Dans le domaine de la santé, les principaux cas d’usage devraient porter sur les nouvelles approches de formation par simulation immersive des professions médicales et paramédicales. Cela permettra d’ouvrir largement le champ des possibles pour renouveler les méthodologies d’apprentissage, en présentiel et en distanciel. D’autres cas applicatifs sont également envisageables dans l’observance des traitements s’agissant des maladies chroniques et métaboliques mais nous sommes moins avancés à ce stade. En tout état de cause, dès lors que ces usages du Métaverse auront recours à des traitements algorithmiques – ce qui sera le cas par principe – ils devront, sur le plan éthique, respecter l’article 17 de la loi de bioéthique et les futurs articles 14 et 29 de l’AI Act européen en prévoyant une supervision humaine effective dès leur conception et dans leur application en vie réelle.
Philippe Goossens, quelles sont les implications possibles pour les entreprises ?
Le métaverse n’est pas un univers virtuel, mais une continuation numérique du monde réel pour les entreprises, leurs dirigeants et leurs employés. Il reviendra dès lors aux entreprises de déployer dans le métaverse un système de normes éthiques, de sanctions et de contrôles garantissant le respect des règles légales et internes, tout en respectant la vie privée. Ces solutions impliqueront des actions en matière de RSE, de code de conduite, de système d’alerte, de gestion des risques psychosociaux par la création ou l’adaptation de normes en accord avec les spécificités des technologies nouvelles.
Marco Landy, quels sont pour vous les atouts liés au Métaverse ?
Les atouts liés au Métaverse sont nombreux : l’immersif pour faire vivre une expérience incomparable. En culture pour la visite de musées, de lieux ou d’œuvres d’art inaccessibles.
En revanche, il faut que le Métaverse reste un outil au service de l’humanité. Pour cela, l’éthique est indispensable. Il faut très vite légiférer afin d’encadrer cette technologie et ainsi éviter tout abus, comme nous pouvons le voir aujourd’hui.
Marco Landi
Pour soigner certaines maladies ou peurs. Et d’autres champs du possible… En revanche, il faut que le Métaverse reste un outil au service de l’humanité. Pour cela, l’éthique est indispensable. Il faut très vite légiférer afin d’encadrer cette technologie et ainsi éviter tout abus, comme nous pouvons le voir aujourd’hui.

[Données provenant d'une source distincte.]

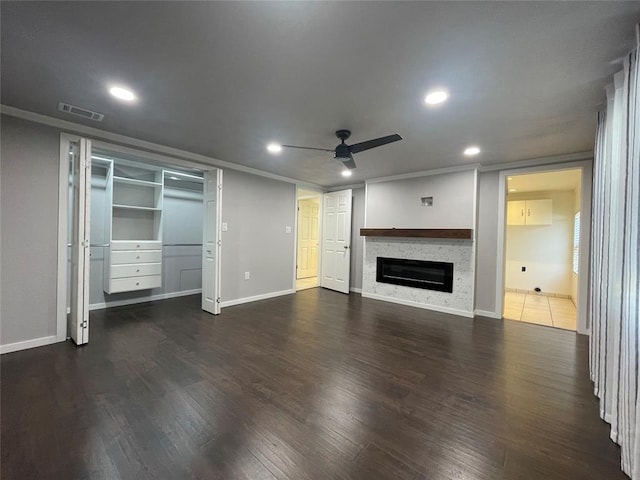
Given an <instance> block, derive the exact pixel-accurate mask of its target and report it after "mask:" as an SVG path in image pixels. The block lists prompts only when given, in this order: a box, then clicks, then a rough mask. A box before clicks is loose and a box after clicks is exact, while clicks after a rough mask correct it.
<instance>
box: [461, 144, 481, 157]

Marco LANDI et David GRUSON sont les premiers à avoir ratifié la Charte du Métarespect, Respect Zone.
Biographie
Sandrine Richard a exercé la profession d’avocat au Barreau de Paris durant plus de 10 ans jusqu’au 1er Septembre 2021, avant d’intégrer la société Cristal Group International en qualité de directrice de l’éthique des affaires et de la diplomatie d’affaires jusqu’au 31 décembre 2022. Elle est également certifiée comme auditrice et conseillère chez ETHIC Intelligence (auditrice accréditée à Washington DC dans les normes anti-corruption (ISO 37001 et 19600).
Enfin, elle est en charge de la formation « Intégrité scientifique et lutte contre la fraude scientifique » à l’Université de Paris.L Elle intervient également à l’Université Paris II Panthéon-Assas concernant « la souveraineté industrielle et le RGPD » et enfin au sein de l’INHESJ concernant les outils de lutte contre la corruption.
Elle est co-rapporteur du rapport sur le Métaverse et droits humains pour Respect Zone. Elle est également membre du bureau et responsable des alliances stratégiques et des études au sein de Respect Zone.
Elle est très investie dans l’éthique de l’IA. Elle intervient notamment à l’Université d’Ottawa et Mc Gill sur ces sujets.
David Gruson ancien élève de l’Ecole nationale d’administration et de l’Ecole des hautes études en santé publique, David GRUSON est directeur du programme Santé du groupe Jouve, spécialisé dans la transformation digitale. Il a exercé plusieurs postes à responsabilité dans les domaines des politiques publiques et de la santé. Il a, en particulier, été conseiller du Premier ministre chargé de la santé et de l’autonomie (2010-2012) et directeur général du Centre hospitalier universitaire de La Réunion (2012-2016). Il est professeur à la Chaire santé de Sciences Po Paris. Il est le fondateur d’Ethik-IA qui vient de lancer le premier label européen de conformité en garantie humaine de l’IA.